AI system for the circular economy
The linear "extract-produce-dispose" model creates $1,000 worth of waste annually in the EU manufacturing sector alone. The transition to a circular economy is an engineering challenge: how to track materials throughout their entire lifecycle, predict when they'll be returned, and optimize remanufacturing. AI solves tracking, forecasting, and optimization problems that are impossible with a manual approach.
Tracking of materials and products
Digital Product Passport (DPP)
Starting in 2026, the Ecodesign Regulation (ESPR) will require manufacturers of electronics, batteries, and textiles to issue a Digital Product Passport—a machine-readable profile with material composition, emissions, and disassembly instructions. AI component: automatic generation of DPPs from BOM (Bill of Materials) and lifecycle assessment data.
The LLM agent bypasses ERP (SAP MM, Oracle) and Product Lifecycle Management (Siemens Teamcenter, PTC Windchill), extracts the material composition, calculates LCA using the Ecoinvent database, and generates DPP in GS1 Digital Link + JSON-LD format. BOM coverage → DPP without manual entry: 78% of components in the e-company pilot.
Reverse logistics optimization
Product lifecycle end: when, where, and how many units will be returned? Time-series forecasting (TFT — Temporal Fusion Transformer) based on historical returns data, taking into account the sale date, region, product type, and economic indicators. A MAPE of 14% over a six-month horizon is sufficient for reprocessing facility capacity planning.
Optimization remanufacturing
Sorting and condition assessment
Returned products need to be quickly classified: reuse as is / refurbish / remanufacture / recycle / landfill. Computer vision (YOLOv8 + additional condition classifier) + NLP analysis of customer return reason: 88% recall for the "requires remanufacturing" category, 91% accuracy.
Routing through remanufacturing operations
Each returned unit is a graph of operations with branching depending on the state of the components. Stochastic scheduling: MILP with probability weights (the probability that part X will require replacement = 0.4 → the expected operation time). Optimizer: PuLP or Gurobi. On a remanufacturing line with 8 products: throughput increased by 19%, work-in-progress inventory decreased by 28%.
Secondary raw materials management
Material bank and marketplace
Recycled material availability forecasting: return volume × remanufacturing yield rate → recycled material supply. On the other hand: demand forecasting for recycled material buyers. Matching: an auction algorithm (VCG mechanism) for optimally distributing recycled materials among buyers.
Quality grading of recycled materials
Recycled polymer, metal, glass—quality varies by batch. NIR (Near-Infrared) spectroscopy + ML classifier (Random Forest based on spectral features): automatic batch quality classification in 30 seconds vs. 45 minutes of laboratory analysis. Accuracy 94% on 12 polymer classes.
Waste stream optimization
Industrial symbiosis
Industrial symbiosis: waste from one enterprise is raw material for another. ML task: find potential pairs in an industrial cluster. Graph Neural Network (GNN) on a graph of enterprises with attributes (waste type, volume, composition, location, seasonality). Link prediction identifies non-obvious pairs: based on Kalundborg Symbiosis data, seven new potential flows not covered by existing contracts were identified.

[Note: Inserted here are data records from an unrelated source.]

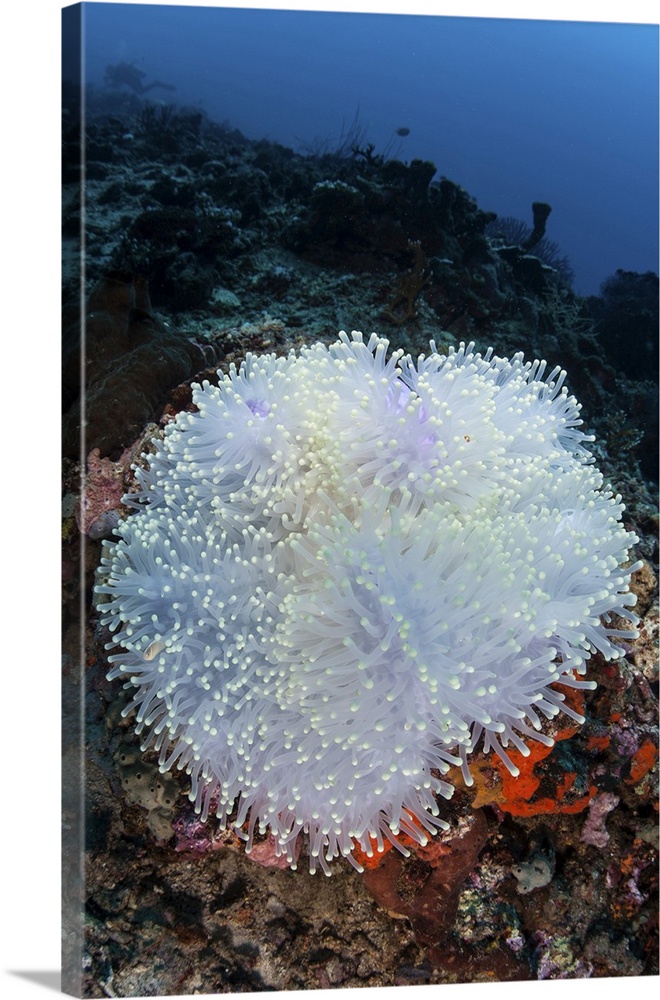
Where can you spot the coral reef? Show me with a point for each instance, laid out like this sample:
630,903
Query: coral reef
398,562
193,913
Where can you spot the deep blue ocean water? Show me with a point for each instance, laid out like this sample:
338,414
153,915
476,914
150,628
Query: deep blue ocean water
514,111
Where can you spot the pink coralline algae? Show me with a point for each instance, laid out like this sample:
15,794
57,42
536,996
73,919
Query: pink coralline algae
593,831
100,505
104,484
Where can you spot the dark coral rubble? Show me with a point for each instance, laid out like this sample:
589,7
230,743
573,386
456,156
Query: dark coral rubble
202,245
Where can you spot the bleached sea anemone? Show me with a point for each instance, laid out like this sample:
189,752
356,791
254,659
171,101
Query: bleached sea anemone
346,573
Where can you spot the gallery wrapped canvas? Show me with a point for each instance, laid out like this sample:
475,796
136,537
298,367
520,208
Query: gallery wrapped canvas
359,458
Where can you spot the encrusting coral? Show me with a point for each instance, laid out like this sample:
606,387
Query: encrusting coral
345,573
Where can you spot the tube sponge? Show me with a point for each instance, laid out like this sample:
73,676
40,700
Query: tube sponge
347,571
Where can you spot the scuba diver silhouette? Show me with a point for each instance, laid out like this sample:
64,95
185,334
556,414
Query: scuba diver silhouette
131,76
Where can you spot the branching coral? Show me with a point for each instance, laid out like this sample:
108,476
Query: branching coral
346,572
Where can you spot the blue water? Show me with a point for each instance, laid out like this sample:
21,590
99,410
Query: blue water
513,111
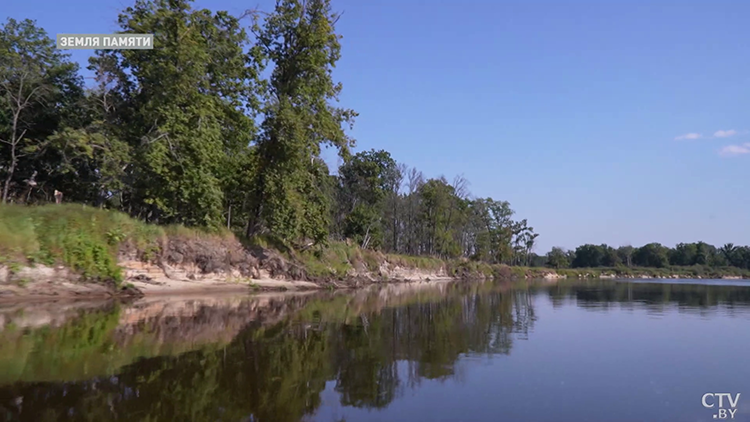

Waste composition analysis
Automatic waste sorting: CV system on a conveyor (Greyparrot, Amp Robotics-like architecture). Real-time material classification: plastic by type (PP, PE, PET, PS), metal, cardboard, organics. Accuracy 97% at a conveyor speed of 2 m/s. Waste stream composition data → analytics for optimizing primary material procurement.
Circular design assistance
The LLM agent analyzes the new product's BOM and flags components that hinder recycling, such as incompatible materials, the use of adhesives instead of mechanical fasteners, and missing documentation disassembly. The recyclability score is assessed automatically within the PLM workflow using the Ellen MacArthur Foundation Material Circularity Indicator (MCI) methodology.
Development time: 5–10 months for an end-to-end system. Individual modules (DPP generation, waste sorting CV, reverse logistics forecasting) take 2–4 months each.